Büyük Selçuklu Devleti'nin kuruluşu ile Malazgirt zaferi (1071) arasındaki devrede Türkmenler Anadolu hudutlarını aşarak bu ülkenin doğu ve orta kısımlarına yayıldılar. Malazgirt zaferinden sonra Bizans'ın mukavemetinin tamamen kırılması üzerine Anadolu'nun geri kalan kısımlarını da fethe giriştiler. Türkler için Anadolu artık yeni bir vatan olmuştu.
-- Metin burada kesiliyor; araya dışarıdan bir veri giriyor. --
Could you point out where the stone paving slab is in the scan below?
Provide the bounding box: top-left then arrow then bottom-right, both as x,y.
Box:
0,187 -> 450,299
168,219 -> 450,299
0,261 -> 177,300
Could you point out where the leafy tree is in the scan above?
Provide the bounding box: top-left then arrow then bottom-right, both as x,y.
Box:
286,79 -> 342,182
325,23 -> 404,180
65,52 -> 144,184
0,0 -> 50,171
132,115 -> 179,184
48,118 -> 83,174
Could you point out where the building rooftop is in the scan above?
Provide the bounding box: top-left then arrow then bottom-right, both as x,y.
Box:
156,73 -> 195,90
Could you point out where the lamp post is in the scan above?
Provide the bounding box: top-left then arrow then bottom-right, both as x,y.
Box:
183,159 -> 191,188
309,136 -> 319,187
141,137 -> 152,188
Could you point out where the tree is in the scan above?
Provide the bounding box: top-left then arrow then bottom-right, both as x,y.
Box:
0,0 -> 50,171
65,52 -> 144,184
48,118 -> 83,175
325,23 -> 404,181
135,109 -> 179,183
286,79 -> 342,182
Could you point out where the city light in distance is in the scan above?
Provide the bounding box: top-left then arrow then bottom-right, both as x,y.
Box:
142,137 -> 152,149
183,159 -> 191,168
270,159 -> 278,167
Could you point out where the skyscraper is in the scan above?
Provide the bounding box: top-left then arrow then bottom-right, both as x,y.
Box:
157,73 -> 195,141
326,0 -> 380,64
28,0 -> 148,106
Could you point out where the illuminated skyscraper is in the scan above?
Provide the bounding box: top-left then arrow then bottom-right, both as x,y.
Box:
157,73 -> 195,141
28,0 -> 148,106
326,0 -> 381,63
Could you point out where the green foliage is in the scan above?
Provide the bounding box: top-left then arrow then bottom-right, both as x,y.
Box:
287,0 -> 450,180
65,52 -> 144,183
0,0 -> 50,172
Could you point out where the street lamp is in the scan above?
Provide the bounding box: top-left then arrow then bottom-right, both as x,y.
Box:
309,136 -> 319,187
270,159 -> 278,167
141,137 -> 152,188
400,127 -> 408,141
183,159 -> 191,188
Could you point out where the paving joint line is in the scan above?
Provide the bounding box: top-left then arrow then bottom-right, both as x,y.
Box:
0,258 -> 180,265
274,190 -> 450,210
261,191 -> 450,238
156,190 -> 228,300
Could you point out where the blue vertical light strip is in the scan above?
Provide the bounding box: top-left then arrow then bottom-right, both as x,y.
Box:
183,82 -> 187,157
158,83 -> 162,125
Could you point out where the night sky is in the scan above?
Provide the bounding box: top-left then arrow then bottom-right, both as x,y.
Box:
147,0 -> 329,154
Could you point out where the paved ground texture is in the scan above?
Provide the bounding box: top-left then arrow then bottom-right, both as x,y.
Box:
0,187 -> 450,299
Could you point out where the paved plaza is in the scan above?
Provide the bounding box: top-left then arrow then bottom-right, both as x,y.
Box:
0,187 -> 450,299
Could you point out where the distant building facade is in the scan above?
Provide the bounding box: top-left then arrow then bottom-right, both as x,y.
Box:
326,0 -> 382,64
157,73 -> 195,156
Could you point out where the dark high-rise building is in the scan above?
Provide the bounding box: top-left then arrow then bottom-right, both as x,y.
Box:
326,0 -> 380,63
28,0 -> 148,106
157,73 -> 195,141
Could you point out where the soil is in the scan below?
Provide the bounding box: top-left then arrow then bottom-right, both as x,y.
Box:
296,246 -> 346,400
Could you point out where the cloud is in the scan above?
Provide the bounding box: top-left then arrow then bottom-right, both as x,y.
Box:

Sultan Alp Arslan ile beraber Malazgirt savaşına, Artuk, Tutak, Danişmend, Satuk, Mengücük, Savtegin ve Afşin gibi büyük emir ve beyler de katılmışlardı. İşte bu beylerden bazıları Malazgirt zaferinin kazanıldığı yıldan itibaren Doğu Anadolu'da Türk beyliklerini kurdular.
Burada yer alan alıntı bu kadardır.